Blogging: Full Speed Ahead
My first blog post was kind of like my first driving lesson: I was given the keys and told to go before I could ask, “which one’s the gas pedal?” (I’m not kidding. I had no idea.) When I first heard about the Jewish Women’s Archive and the Rising Voices Fellowship, I hadn’t thought much about what it means to identify as a feminist—I just knew that I loved writing, and I wanted to experiment with new forms of it. I’d never been taught how to blog before, and I was excited to learn.
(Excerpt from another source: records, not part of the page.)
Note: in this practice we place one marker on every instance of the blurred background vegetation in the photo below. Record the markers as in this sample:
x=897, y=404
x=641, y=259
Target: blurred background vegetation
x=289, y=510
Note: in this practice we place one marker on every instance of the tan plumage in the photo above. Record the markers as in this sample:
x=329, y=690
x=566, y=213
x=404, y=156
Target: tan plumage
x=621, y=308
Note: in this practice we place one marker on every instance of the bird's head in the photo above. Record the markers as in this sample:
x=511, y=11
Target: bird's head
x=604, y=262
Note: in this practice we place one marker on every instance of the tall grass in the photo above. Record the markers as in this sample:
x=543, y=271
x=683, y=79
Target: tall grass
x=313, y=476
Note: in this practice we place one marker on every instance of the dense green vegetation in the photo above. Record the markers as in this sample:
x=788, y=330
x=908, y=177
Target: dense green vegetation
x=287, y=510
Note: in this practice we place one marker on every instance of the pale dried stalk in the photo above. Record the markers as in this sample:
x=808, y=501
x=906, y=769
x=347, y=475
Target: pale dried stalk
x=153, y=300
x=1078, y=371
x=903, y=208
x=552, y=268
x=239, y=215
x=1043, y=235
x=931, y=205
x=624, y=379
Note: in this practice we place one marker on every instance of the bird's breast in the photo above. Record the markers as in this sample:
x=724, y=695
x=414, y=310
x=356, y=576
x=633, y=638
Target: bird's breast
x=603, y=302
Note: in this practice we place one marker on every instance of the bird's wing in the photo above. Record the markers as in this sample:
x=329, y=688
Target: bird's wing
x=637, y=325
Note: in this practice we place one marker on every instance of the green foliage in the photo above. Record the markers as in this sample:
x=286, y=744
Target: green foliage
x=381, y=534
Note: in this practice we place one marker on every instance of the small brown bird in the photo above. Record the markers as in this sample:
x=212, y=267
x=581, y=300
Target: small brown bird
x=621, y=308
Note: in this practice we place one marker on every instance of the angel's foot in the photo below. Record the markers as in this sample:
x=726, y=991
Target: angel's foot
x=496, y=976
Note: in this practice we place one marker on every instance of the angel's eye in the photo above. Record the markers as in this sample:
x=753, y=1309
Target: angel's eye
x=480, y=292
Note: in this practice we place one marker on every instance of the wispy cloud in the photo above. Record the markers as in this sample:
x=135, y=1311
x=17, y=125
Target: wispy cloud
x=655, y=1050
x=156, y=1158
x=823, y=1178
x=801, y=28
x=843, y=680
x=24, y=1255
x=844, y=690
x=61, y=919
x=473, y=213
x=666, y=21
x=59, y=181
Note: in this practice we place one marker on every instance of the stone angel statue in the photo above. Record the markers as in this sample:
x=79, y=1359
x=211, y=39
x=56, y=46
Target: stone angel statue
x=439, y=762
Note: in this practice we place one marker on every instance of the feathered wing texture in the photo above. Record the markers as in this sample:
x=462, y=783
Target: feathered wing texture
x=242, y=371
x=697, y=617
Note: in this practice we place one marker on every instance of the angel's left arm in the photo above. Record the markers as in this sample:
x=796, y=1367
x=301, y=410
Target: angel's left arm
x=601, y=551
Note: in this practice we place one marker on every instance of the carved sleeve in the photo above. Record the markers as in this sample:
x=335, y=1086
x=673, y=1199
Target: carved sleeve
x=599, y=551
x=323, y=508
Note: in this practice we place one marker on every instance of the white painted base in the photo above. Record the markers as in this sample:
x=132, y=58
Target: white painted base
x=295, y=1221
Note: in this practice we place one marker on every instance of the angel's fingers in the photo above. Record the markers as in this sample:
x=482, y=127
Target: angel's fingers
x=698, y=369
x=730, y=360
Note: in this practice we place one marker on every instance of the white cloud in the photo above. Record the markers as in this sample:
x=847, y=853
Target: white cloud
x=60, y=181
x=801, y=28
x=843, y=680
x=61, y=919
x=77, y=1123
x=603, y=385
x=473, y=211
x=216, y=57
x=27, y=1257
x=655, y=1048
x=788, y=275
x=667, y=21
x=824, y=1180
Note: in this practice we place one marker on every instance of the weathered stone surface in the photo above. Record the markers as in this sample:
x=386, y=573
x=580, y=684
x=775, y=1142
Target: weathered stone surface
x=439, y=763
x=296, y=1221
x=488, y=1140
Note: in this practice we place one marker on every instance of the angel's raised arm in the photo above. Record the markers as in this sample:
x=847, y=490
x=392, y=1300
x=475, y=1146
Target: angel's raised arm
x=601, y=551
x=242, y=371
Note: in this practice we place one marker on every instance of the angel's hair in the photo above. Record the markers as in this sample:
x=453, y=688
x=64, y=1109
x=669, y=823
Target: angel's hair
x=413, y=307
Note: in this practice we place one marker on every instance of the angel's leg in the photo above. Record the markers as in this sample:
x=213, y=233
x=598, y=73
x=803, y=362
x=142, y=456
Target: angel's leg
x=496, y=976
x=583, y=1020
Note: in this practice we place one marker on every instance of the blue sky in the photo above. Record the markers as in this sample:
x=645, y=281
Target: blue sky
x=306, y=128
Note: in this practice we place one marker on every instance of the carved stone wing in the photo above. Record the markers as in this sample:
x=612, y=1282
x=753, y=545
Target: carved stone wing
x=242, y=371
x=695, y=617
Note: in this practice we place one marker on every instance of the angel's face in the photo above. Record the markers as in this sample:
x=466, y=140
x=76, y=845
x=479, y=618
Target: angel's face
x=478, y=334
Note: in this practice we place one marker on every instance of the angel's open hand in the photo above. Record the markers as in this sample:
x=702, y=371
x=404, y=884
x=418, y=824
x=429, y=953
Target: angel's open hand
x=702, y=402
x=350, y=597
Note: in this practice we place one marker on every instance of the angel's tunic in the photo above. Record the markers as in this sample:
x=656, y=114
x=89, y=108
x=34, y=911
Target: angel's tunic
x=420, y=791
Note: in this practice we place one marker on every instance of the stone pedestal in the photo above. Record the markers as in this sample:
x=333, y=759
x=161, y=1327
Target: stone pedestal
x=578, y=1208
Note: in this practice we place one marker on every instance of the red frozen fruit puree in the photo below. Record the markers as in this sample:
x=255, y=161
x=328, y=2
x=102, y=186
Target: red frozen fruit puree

Writing for Rising Voices has forced me to determine my own thoughts and opinions on many hard-to-ponder topics, and for that, I am grateful. When I had to write about where feminism and Judaism intersect in my life, I was given a space to form my opinions on the mechitza, the low wall that separates men and women during prayer. I learned about powerful women of the past, like Canadian Olympian Bobbie Rosenfeld and civil rights activist Odetta Holmes. I had the chance to share how I felt about various types of clothing, and I am proud of the piece in which I discuss the tension I feel from my participation in both a modern-orthodox and a secular society. These opinions and thoughts are all my own, but before this year, they were opinions I didn’t even know I had. Writing has changed me. It’s given me a stronger sense of who I am and how I fit into my community.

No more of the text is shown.